Suppose we are solving the wave equation in one dimension as given by:
$$
u_{tt} – c^2 u_{xx} = 0 , \quad x \in \mathbb{R}, t>0 \\
u(x,0) = \phi(x), \qquad x \in \mathbb{R} \\
u_t(x,0) = c \phi'(x), \quad x \in \mathbb{R}\\
$$
d'Alembert's solution gives us that $$ u(x,t) = \frac{1}{2} \left( \phi(x+ct) + \phi(x-ct) \right) + \frac{1}{2c}\int_{x-ct}^{x+ct} c\phi'(y) dy$$
When we evaluate the integral as $\frac{1}{2}( \phi(x +ct) – \phi(x-ct))$, the solution is then $$ u(x,t) = \phi(x+ct)$$
Which seems counterintuitive to me. Interpretting the d'Alembert solution as a left and right moving wave, we get that the left moving wave doesn't exist?

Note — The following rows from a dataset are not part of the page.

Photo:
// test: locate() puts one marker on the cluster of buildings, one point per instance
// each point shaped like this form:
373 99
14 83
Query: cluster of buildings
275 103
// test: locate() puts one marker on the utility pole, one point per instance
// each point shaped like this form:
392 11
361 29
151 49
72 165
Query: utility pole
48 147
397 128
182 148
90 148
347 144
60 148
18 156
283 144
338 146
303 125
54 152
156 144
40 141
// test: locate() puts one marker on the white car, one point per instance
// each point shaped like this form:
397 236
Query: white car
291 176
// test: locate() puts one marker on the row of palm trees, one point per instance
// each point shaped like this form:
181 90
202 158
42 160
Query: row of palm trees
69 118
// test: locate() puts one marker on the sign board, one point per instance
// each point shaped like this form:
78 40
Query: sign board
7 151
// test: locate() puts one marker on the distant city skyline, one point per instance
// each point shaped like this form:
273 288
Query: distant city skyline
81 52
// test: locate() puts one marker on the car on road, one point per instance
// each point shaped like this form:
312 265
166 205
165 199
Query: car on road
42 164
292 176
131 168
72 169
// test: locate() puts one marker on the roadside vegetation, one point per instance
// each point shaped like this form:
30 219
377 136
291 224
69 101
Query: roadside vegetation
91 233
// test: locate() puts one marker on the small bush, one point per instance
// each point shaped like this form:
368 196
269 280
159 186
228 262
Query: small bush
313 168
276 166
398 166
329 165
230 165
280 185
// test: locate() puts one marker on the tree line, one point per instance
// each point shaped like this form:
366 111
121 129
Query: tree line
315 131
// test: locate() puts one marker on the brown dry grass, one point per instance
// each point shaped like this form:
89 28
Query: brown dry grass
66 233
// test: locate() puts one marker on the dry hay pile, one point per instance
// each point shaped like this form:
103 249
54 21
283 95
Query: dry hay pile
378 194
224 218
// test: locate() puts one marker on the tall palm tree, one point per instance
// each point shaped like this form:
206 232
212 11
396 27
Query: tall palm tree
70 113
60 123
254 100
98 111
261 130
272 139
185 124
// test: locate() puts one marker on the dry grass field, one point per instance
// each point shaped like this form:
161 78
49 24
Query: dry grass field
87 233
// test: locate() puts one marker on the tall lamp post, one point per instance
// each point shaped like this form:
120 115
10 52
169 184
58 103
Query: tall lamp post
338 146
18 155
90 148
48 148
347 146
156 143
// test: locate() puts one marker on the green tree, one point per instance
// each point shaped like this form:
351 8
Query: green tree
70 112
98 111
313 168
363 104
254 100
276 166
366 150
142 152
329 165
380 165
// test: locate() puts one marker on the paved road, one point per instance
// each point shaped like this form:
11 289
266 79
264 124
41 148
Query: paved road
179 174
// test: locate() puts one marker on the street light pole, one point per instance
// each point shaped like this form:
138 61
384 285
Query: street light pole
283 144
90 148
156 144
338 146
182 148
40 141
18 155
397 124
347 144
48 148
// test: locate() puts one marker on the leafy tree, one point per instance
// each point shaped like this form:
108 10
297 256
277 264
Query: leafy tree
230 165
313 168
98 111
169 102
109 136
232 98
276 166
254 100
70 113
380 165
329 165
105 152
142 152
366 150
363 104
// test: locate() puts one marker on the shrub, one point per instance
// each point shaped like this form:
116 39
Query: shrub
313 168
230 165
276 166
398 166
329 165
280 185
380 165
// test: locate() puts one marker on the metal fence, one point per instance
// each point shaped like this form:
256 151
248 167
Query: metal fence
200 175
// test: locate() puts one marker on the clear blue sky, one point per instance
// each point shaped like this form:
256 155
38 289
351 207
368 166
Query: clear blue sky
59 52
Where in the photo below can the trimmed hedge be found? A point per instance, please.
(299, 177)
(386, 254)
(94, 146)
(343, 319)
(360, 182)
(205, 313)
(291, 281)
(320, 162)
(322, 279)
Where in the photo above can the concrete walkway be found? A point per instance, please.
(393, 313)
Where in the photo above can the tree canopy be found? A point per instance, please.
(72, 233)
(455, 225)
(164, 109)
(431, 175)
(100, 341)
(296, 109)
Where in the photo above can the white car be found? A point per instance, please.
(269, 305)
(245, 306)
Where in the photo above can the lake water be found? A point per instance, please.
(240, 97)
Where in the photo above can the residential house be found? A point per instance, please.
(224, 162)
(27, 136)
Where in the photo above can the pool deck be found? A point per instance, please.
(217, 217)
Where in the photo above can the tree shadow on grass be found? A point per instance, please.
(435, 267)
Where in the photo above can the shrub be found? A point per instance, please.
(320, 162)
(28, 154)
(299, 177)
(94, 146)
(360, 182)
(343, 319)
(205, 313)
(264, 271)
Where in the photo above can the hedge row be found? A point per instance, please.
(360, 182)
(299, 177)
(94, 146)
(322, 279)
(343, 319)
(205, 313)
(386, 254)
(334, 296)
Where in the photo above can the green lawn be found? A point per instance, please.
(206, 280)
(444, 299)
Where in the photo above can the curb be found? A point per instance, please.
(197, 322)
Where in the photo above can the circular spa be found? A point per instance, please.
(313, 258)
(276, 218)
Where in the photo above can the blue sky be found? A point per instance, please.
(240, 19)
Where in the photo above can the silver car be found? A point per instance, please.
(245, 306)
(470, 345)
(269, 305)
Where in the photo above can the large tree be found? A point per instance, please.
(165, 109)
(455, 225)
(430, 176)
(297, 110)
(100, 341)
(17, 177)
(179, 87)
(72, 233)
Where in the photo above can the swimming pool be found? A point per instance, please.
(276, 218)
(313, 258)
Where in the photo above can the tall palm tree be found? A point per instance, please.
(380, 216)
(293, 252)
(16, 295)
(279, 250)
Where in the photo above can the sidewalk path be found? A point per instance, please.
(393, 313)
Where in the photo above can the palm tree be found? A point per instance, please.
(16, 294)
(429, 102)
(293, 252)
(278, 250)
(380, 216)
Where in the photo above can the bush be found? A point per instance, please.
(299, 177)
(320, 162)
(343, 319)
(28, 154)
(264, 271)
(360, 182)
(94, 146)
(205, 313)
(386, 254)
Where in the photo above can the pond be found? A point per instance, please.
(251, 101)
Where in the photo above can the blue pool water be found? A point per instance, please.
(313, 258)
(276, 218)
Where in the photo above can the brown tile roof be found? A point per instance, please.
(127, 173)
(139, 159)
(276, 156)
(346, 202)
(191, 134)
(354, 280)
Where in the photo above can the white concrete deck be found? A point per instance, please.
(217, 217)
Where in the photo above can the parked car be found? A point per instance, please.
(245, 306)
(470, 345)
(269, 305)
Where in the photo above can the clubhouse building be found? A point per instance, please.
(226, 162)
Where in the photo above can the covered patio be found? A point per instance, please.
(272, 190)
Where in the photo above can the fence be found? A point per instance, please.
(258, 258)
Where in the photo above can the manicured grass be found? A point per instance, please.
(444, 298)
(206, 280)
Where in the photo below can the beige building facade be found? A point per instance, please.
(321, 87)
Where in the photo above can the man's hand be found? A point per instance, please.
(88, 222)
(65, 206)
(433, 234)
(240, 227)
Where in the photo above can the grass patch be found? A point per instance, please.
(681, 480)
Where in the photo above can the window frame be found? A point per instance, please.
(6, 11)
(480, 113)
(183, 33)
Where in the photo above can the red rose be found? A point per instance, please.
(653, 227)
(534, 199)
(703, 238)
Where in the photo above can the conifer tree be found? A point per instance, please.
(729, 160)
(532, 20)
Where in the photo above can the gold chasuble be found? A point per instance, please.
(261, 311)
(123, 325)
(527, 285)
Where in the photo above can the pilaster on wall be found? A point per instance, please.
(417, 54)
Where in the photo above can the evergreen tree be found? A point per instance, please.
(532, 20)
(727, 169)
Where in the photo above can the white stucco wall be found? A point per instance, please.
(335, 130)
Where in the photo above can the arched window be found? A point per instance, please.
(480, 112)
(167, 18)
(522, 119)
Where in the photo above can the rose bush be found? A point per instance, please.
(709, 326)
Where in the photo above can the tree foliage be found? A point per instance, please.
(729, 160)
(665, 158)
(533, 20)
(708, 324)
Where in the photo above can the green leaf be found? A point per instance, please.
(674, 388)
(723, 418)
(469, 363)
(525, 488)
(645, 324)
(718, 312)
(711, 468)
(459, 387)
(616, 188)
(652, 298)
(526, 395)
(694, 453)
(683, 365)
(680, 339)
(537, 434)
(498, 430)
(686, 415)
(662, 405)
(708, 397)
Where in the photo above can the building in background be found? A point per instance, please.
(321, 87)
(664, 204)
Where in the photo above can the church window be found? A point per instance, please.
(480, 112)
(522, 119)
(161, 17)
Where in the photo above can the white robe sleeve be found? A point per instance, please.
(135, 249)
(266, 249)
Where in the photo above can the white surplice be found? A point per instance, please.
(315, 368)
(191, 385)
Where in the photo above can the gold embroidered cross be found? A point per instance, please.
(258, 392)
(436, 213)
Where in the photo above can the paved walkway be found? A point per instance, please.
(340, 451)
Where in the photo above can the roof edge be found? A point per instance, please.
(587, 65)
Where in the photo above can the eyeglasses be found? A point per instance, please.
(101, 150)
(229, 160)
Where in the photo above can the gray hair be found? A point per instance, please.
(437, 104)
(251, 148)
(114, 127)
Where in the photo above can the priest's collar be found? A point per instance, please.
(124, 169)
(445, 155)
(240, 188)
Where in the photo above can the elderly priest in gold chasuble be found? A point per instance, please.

[This question arises from a problem to find the solution to the wave equation (in one dimension) on two media seperated at the origin, with the inital displacement only in $x>0$, which would mean the wave only travels away from the boundary, so no question at all?]
Best Answer
The boundary condition $u_t(x,0) = c \phi' (x)$ is very special, causing exactly the cancellation you observe. Changing this boundary condition to $u_t(x,0) = - c \phi'(x)$ cancels the other wave. (I recall; I haven't checked whether the other boundary condition must be tweaked also.)